La Ley 27.802 modifica sustancialmente el mapa de la responsabilidad solidaria en la contratación laboral. Su impacto sobre el régimen de retenciones es doble:

  1. Restringe el ámbito subjetivo y objetivo de la solidaridad, privando de base legal a las retenciones practicadas respecto de contratistas cuya actividad no sea «propia y específica del establecimiento, dentro de su ámbito».
  2. Consagra un sistema de eximición documental que, cuando opera, elimina la solidaridad y con ella la causa jurídica de la retención.

El modelo legal vigente —articulado por los arts. 30 reformado (Ley 27.802) y 136 LCT (Ley 27.742)— establece un sistema finalista donde las retenciones deben aplicarse directamente a la satisfacción de las obligaciones incumplidas. Las cláusulas contractuales que instrumenten retenciones con función meramente sancionatoria o precautoria —sin mecanismo operativo de aplicación al pago— son abusivas (art. 988 CCyCN) o nulas por ilicitud del objeto (art. 1004 CCyCN).

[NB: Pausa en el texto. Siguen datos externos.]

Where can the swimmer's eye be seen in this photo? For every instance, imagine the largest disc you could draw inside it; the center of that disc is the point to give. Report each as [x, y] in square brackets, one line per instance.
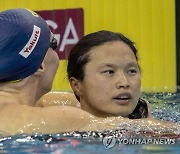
[108, 72]
[53, 44]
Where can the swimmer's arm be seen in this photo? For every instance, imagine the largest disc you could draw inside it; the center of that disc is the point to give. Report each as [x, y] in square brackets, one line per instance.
[58, 98]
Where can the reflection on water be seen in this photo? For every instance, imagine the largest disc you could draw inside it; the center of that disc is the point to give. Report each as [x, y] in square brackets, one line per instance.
[165, 106]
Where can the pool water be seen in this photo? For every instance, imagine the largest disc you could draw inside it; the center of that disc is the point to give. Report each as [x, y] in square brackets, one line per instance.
[165, 106]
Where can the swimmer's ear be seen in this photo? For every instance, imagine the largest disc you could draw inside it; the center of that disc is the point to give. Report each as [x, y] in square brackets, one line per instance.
[76, 86]
[40, 69]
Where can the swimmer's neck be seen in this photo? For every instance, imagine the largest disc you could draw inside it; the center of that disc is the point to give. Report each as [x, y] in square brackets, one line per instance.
[14, 96]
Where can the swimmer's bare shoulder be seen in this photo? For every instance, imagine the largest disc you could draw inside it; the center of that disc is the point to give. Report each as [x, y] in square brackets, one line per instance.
[58, 98]
[17, 118]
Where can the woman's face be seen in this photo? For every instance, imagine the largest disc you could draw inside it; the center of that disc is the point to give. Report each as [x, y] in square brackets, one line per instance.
[112, 81]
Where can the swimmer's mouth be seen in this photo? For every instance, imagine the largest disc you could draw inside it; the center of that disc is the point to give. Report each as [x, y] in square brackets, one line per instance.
[123, 96]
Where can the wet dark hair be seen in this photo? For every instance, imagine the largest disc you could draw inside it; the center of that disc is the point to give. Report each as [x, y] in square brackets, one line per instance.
[79, 57]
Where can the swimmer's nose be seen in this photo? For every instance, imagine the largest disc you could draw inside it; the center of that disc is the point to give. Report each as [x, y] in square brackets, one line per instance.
[122, 81]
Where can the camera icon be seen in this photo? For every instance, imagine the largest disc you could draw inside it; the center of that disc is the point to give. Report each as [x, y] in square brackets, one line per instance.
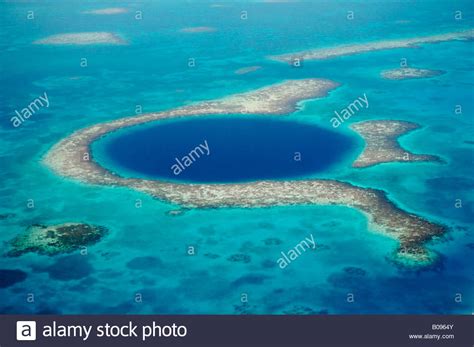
[26, 331]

El protocolo escalonado de recuperación expuesto en el Capítulo 9 sistematiza, desde la práctica profesional, un conjunto de herramientas jurídicas proporcionadas al conflicto. Su correcta articulación permite recomponer el patrimonio del contratista, preservar la cadena productiva del sector y, simultáneamente, satisfacer la finalidad tuitiva que legitima la institución de la retención.

El desafío es claro: transitar del mero castigo por incumplimientos hacia un esquema de gestión preventiva orientado a la tutela efectiva de los derechos laborales. Sólo así el sistema de retenciones cumplirá la función que el ordenamiento le asigna: proteger efectivamente los derechos de los trabajadores y la integridad del sistema de seguridad social, sin asfixiar innecesariamente a quienes participan de buena fe en las cadenas de contratación.

Referencias normativas

  • Ley de Contrato de Trabajo N.° 20.744 (t.o. 1976), arts. 30 y 136. Disponible en https://servicios.infoleg.gob.ar/infolegInternet/verNorma.do?id=25552
  • Ley 27.742 (Bases y Puntos de Partida para la Libertad de los Argentinos), B.O. 8/7/2024. Disponible en https://servicios.infoleg.gob.ar/infolegInternet/verNorma.do?id=401266
  • Ley 27.802 (Modernización Laboral), B.O. 6/3/2026. Disponible en https://servicios.infoleg.gob.ar/infolegInternet/verNorma.do?id=423680
  • Decreto 847/2024, reglamentario del Título V de la Ley 27.742, art. 5.
  • Código Civil y Comercial de la Nación (Ley 26.994), arts. 10, 881 y ss., 904 y ss., 961, 984-988, 1004, 1319, 1330, 1716, 1737, 1738, 1794, 2562 y concordantes.
  • Constitución Nacional, arts. 14 bis, 17 y 28.
  • OIT, Convenio N.° 95 (Protección del salario, 1949) y Convenio N.° 102 (Norma mínima de seguridad social, 1952), ratificados por la República Argentina.